Mountainous area in Russia

The North Baikal Highlands (Северо-Байкальское нагорье; Хойто-Байгалай хадалиг газар) are a mountainous area in Eastern Siberia, Russia. Administratively the territory of the uplands is part of Buryatia and Irkutsk Oblast.

The nearest airport is Mama Airport.

==History==
Between 1855 and 1858 Ivan Kryzhin (d. 1884) took part in the Eastern Siberian expedition led by Russian astronomer and traveler Ludwig Schwarz. In 1857 he mapped the Kirenga River and, while exploring its right tributary, the Cherepanikha, Kryzhin discovered the formerly unknown Akitkan Range rising above the area of its source.

Between 1909 and 1911 the North Baikal Highlands were explored by Russian geologist Pavel Preobrazhensky (1874 - 1944). He surveyed the river valleys of the area, all of them tributaries of the Lena basin, including the Chechuy, Chaya, the Chuya, Kirenga and its right tributaries, as well as the Mama.

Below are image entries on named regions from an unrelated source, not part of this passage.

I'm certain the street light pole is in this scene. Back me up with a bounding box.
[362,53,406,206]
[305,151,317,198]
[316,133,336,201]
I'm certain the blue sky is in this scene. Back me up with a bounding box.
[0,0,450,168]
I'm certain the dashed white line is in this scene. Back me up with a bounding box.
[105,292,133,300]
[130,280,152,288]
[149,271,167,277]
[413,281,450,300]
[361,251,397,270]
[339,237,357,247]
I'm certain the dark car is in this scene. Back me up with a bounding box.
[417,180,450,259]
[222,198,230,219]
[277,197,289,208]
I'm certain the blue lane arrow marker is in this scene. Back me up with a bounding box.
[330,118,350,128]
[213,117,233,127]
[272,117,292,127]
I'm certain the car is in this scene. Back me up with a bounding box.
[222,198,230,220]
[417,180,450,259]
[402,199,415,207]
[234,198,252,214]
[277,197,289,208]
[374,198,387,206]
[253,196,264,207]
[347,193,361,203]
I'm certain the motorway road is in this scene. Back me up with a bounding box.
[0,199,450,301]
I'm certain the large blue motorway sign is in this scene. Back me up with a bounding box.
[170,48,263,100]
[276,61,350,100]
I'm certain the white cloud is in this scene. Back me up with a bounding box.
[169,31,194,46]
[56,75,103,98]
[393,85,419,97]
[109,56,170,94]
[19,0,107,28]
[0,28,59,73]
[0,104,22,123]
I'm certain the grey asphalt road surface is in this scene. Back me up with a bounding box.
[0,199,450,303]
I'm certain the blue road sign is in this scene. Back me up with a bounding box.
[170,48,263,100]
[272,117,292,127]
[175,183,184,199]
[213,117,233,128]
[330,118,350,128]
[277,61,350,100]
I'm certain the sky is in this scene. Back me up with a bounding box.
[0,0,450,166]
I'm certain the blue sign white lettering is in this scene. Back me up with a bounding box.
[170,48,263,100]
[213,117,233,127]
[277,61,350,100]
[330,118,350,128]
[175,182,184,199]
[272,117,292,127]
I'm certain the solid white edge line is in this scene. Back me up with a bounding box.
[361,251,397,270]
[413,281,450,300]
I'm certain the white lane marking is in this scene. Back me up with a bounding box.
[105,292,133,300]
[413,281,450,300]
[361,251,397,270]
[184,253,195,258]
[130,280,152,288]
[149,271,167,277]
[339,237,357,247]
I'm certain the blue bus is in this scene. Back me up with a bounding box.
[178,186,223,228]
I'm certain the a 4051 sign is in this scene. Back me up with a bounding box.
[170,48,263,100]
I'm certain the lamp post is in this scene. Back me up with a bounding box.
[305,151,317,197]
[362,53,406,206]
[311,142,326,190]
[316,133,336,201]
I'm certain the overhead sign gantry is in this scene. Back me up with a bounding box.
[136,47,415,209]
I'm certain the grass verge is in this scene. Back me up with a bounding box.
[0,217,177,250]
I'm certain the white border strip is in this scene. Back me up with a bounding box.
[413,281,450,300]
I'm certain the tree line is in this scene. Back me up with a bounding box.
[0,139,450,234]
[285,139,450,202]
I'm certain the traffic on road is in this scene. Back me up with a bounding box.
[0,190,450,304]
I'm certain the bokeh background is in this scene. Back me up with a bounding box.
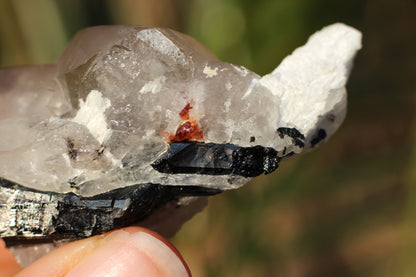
[0,0,416,277]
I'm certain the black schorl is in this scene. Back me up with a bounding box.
[0,178,222,246]
[277,127,305,148]
[152,142,281,177]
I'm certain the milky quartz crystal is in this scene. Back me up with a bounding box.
[0,24,361,252]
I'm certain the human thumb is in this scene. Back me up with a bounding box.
[17,227,191,277]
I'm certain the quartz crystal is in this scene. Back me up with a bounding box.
[0,23,361,248]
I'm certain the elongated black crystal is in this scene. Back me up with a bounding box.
[152,142,281,177]
[0,178,221,246]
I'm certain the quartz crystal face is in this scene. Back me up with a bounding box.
[0,24,361,245]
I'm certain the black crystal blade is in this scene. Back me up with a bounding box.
[0,178,221,246]
[152,142,281,177]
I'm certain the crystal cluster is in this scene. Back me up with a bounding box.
[0,24,361,244]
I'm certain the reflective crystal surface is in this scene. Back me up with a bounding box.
[0,23,361,248]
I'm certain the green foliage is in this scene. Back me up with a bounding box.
[0,0,416,276]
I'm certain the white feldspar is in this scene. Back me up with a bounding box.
[0,24,361,196]
[261,23,361,143]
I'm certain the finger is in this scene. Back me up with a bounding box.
[17,227,191,277]
[0,239,21,277]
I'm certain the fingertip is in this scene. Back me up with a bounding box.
[67,227,191,277]
[17,227,191,277]
[0,239,21,277]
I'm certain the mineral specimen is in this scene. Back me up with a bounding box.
[0,24,361,246]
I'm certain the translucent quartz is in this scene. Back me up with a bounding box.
[0,23,361,196]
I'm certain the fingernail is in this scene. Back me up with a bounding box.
[66,230,191,277]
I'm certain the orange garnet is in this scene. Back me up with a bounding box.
[168,102,204,144]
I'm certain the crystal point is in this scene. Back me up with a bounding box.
[0,24,361,248]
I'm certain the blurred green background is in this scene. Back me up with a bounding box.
[0,0,416,277]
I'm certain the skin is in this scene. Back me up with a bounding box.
[0,227,191,277]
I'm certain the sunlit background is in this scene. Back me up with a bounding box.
[0,0,416,277]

Preobrazhensky's trip very nearly ended in tragedy when his boat crashed and capsized while navigating down the Chaya River. Badly injured and shaken, Pavel and his team almost lost their lives and their valuable equipment sank. Despite the difficulties, Preobrazhensky managed to map the area cutting across several places and outlining the entire North Baikal Highlands. His data revealed that it was a complex system of distinct high massifs, gathered either in small irregular groups or in short ridges, that were separated from each other by deep and narrow valleys. In the western part of the North Baikal mountainous land he mapped for the first time a 175 km stretch of the Akitkan Range.

==Geography==
The North Baikal Highlands are separated from the Patom Highlands to the northeast by river Vitim, a tributary of the Lena. The highlands stretch southwards to the Upper Angara Range and southeastwards to the Delyun-Uran Range. To the northwest begins the Central Siberian Plateau and to the east the Delyun-Uran Range of the Stanovoy Highlands. The average altitudes range between 1000 m and 1600 m with narrow valleys in between that coincide with tectonic faults across the highlands.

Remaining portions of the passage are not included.